Many farms and other agricultural related businesses are coming under increased pressure from their supply chain to become greener by finding ways to reduce their carbon footprint.
One such business is North East daffodil and seed potato co-operative Grampian Growers, who has turned to solar PV to generate its own supply of clean electricity. The Montrose based co-operative grow, store and process daffodil bulbs, flowers and seed potatoes mainly for export to America, mainland Europe and North Africa.
“The decision to install solar PV is part of an overall business strategy to make the co-operative more environmentally friendly. A key part of this was to look at ways to reduce the amount of carbon created through our site activities”, explained Managing Director, Mark Clark. “We were also keen to take control of our energy costs, by reducing the amount of electricity we buy in. PV presented us with the perfect opportunity to do just that, by utilising the available roof space on the site” added Production Manager, Fergus Kelly.
The 593 panel 148.25kWp PV array was installed over two large south facing composite roofs by Forster Energy, Scotland’s leading supplier of roof-top solar PV for farmers.

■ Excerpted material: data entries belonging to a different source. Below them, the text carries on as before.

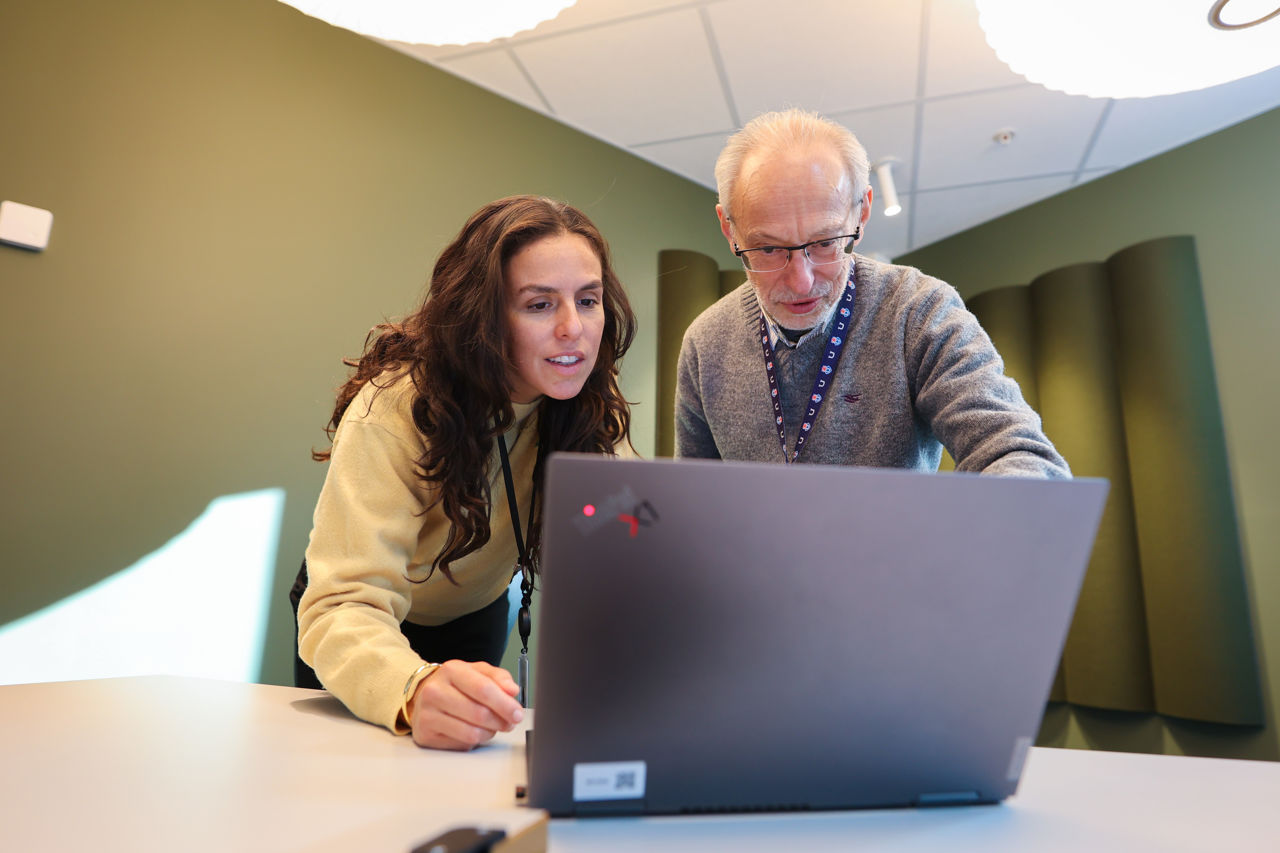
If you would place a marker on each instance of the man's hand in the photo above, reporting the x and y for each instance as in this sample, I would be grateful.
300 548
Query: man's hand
461 706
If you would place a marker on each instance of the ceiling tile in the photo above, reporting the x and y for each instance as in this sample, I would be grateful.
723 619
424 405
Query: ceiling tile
1142 127
1051 132
581 14
643 80
694 158
959 56
787 55
496 71
886 236
947 211
887 133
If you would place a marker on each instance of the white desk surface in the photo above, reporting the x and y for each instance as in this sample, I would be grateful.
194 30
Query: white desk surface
173 763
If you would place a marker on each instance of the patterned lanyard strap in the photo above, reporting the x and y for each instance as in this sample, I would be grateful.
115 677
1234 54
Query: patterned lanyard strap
524 568
826 372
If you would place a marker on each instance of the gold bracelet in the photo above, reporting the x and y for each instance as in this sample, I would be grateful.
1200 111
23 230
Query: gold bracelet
408 689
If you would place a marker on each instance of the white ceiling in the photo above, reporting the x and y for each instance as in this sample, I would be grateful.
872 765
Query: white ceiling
668 80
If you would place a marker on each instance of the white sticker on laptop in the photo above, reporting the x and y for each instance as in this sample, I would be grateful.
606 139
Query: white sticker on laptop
608 780
1022 747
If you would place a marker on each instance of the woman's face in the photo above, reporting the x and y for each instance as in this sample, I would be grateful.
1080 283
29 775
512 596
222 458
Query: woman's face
554 316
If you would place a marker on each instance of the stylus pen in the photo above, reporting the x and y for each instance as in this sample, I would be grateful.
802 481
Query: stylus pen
522 671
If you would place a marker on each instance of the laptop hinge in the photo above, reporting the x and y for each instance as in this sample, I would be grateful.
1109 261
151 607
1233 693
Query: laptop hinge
949 798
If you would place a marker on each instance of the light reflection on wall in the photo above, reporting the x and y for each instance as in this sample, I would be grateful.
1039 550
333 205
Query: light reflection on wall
197 606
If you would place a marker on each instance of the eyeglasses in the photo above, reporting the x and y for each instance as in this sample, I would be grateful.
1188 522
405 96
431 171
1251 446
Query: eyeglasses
771 259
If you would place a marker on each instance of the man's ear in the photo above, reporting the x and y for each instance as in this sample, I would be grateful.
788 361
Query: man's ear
864 213
725 224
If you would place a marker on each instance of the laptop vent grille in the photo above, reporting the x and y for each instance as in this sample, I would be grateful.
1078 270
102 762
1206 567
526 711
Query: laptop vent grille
745 807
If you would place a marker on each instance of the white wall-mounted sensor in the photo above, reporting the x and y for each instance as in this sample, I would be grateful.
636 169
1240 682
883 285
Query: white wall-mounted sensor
24 226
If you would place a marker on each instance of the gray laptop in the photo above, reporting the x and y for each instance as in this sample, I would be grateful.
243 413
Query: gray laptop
740 637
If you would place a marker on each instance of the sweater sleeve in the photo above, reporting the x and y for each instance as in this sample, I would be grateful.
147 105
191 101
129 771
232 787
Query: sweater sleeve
366 527
693 434
961 391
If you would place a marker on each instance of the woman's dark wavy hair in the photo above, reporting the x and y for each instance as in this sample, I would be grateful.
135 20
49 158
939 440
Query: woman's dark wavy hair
456 346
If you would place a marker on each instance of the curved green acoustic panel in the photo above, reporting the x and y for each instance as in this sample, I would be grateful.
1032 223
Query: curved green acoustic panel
1203 661
1106 660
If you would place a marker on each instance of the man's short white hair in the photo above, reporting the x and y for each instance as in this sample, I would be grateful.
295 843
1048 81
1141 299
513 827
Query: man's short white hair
786 129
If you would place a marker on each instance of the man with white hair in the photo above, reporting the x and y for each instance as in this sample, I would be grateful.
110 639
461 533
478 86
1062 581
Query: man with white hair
824 355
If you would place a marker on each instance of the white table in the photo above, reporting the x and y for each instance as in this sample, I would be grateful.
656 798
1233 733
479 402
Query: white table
170 763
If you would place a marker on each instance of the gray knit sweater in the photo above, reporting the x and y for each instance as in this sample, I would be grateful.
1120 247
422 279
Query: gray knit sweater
918 373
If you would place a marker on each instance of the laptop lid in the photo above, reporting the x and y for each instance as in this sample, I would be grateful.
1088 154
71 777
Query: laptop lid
745 637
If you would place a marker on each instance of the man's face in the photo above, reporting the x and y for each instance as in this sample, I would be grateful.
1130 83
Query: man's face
787 199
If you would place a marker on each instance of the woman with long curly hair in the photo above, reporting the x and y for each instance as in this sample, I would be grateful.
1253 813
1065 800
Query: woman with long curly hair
402 598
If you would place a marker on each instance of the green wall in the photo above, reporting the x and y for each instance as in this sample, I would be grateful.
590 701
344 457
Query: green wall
240 192
1221 190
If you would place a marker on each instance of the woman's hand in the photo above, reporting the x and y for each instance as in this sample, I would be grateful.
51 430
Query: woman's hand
462 705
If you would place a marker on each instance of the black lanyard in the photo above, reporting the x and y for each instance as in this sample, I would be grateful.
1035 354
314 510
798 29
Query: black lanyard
524 621
826 372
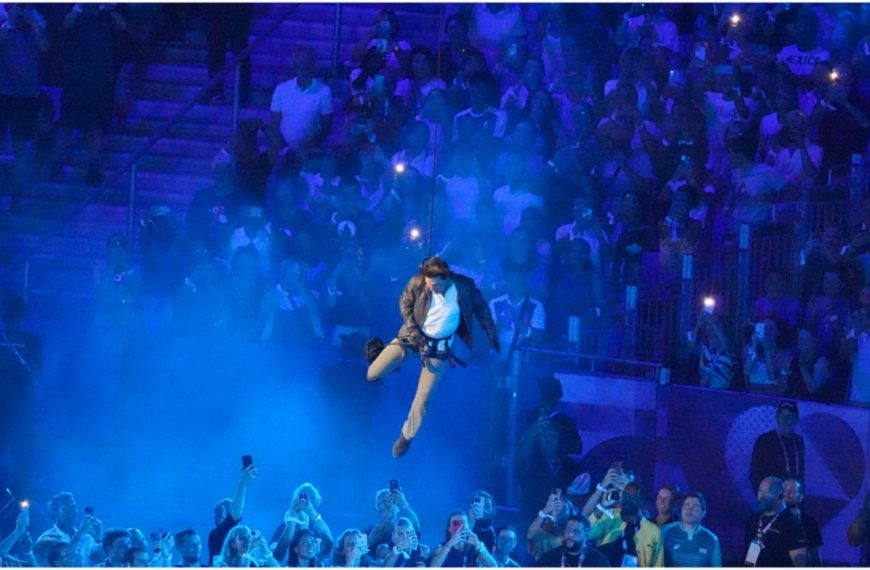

An initial 50kWp array was installed in June to secure a higher feed in tariff rate. A further 98.25kWp was added in September following approval of planning permission.
Constraints on grid capacity place a limit on the amount of electricity Grampian Growers can export. Therefore a special export control system was installed to regulate the amount of electricity that is fed into the grid. “Increased pressure on grid capacity has led to a growing number of instances of export restrictions being placed on renewable energy generators. For this reason export control systems like this are becoming more widely used” explained Stephen Ward, Forster’s Design Engineer.
The new PV system is projected to have paid for itself within seven years and is set to provide a 19% annual return on the initial investment through energy savings and feed in and export tariff payments. “We are already seeing the benefit of generating our own electricity supply” said Mark. “In October 2014 the first full month of generation the system has performed slightly over Forster’s projections”.